Вообрази себе, любезный Руфин, как я, стремясь обогатить свои познания прилежным наблюдением всякого нового для меня феномена, остановился и вперил взор свой в этих странных людей. Тут они окружили меня, крича во все горло: "Филистер, филистер!" - и разразились ужаснейшим смехом. Это меня раздосадовало. Ибо, дражайший Руфин, может ли быть для великого ученого что-либо обиднее, чем сопричисление к народу, который за несколько тысяч лет перед тем был побит ослиной челюстью? Я взял себя в руки и с присущим мне достоинством громко объявил собравшемуся вокруг меня странному люду, что я, следует надеяться, нахожусь в цивилизованном государстве и потому обращусь в полицию и в суд, дабы отплатить за нанесенную мне обиду. Тут все они подняли рев; к тому же и те, что доселе еще не дымили, повытаскивали из карманов назначенные для того машины, и все принялись пускать мне в лицо густые клубы дыма, который, как я только теперь приметил, вонял совсем невыносимо и оглушал мои чувства. Затем они изрекли надо мной своего рода проклятие, столь мерзкое, что я, любезный Руфин, не хочу его тебе повторять. Я и сам вспоминаю о нем с невыразимым ужасом. Наконец они покинули меня с громким оскорбительным смехом, и мне почудилось, будто в воздухе замирает слово: "Арапник!" Возница мой, все слышавший и видевший, сказал, ломая руки:
- Ах, дорогой господин, коли уж произошло то, что случилось, то, бога ради, не входите в этот город. С вами, как говорится, ни одна собака знаться не будет, и вы будете в беспрестанной опасности подвергнуться побо...
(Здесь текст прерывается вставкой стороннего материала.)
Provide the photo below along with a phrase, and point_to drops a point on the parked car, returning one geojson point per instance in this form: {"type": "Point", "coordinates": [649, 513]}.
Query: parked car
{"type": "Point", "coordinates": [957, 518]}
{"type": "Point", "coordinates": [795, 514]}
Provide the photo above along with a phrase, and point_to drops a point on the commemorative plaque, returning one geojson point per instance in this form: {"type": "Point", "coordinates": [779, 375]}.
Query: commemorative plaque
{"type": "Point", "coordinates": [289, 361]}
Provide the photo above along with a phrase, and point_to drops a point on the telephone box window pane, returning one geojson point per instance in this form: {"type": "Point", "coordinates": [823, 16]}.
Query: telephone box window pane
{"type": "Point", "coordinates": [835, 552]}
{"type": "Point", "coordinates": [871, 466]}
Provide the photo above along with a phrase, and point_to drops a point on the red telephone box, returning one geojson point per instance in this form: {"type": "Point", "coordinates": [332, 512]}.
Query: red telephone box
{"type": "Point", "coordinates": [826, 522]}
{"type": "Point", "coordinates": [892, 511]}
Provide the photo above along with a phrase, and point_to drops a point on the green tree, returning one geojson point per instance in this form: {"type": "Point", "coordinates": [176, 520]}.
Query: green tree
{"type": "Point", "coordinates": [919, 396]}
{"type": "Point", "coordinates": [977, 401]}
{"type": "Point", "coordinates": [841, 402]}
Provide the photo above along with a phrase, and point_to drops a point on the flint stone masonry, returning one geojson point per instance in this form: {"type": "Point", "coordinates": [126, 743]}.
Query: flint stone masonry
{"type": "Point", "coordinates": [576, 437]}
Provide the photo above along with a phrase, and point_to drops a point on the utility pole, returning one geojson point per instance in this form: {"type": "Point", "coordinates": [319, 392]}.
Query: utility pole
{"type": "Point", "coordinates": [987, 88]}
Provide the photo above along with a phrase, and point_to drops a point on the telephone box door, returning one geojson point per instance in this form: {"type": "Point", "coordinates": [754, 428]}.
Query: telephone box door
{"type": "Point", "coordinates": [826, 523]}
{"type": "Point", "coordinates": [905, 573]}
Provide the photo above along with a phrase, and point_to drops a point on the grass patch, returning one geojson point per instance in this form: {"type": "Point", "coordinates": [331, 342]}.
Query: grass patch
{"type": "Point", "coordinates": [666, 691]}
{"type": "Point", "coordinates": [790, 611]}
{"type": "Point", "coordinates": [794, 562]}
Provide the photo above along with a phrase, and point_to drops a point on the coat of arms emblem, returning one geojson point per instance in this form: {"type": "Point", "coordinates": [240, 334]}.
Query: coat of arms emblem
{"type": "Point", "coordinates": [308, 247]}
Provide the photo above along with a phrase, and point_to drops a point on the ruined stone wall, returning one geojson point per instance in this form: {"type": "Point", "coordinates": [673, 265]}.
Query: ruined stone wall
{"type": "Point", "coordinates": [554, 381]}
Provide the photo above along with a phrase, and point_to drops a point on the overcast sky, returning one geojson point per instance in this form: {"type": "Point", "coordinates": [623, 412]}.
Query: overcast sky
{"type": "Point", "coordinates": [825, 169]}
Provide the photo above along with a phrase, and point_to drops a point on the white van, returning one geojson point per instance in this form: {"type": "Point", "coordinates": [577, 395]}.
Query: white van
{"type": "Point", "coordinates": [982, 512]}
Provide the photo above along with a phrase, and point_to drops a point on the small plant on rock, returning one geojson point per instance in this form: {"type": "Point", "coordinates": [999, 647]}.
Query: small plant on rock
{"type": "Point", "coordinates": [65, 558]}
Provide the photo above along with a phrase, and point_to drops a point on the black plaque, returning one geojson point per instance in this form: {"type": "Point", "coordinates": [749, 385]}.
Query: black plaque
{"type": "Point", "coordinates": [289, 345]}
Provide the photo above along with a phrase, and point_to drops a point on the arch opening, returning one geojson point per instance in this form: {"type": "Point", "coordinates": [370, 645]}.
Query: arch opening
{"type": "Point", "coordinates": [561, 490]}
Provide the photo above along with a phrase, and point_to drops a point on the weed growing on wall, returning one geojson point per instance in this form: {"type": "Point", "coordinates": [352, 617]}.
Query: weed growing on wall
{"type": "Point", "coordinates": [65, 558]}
Я не дал честному малому договорить и с возможной поспешностью обратил стопы свои к ближайшей деревне. В одинокой комнатушке единственного во всей деревеньке постоялого двора сижу и пишу все это тебе, дражайший Руфин! Насколько будет возможно, я соберу известия об этом неведомом варварском народе, населяющем здешний город. Мне уже порассказали кое-что весьма странное о его нравах, обычаях, языке и прочем, и я в точности сообщу тебе обо всем... и т.д. и т.д.".
О мой любезный читатель, ты уже приметил, что можно быть великим ученым и не знать обыкновеннейших явлений и по поводу всему свету известных вещей предаваться диковинным мечтаниям. Птоломей Филадельфус упражнялся в науках и даже не знал о студентах, описывая своему другу происшествие, которое в голове его превратилось в редкостное приключение, он даже не знал, что находится в деревне Хох-Якобсхейм, расположенной, как известно, неподалеку от прославленного Керепесского университета. Добряк Птоломей перепугался, повстречавшись со студентами, которые радостно и беспечально прогуливались для собственного удовольствия за городом. Какой бы страх обуял его, когда бы он часом раньше прибыл в Керепес и случай привел бы его к дому профессора естественных наук Моша Терпина. Сотни студентов, хлынув из дома, окружили бы его, шумно диспутируя, и от этого волнения, от этой суеты его ум смутили бы еще более диковинные мечтания.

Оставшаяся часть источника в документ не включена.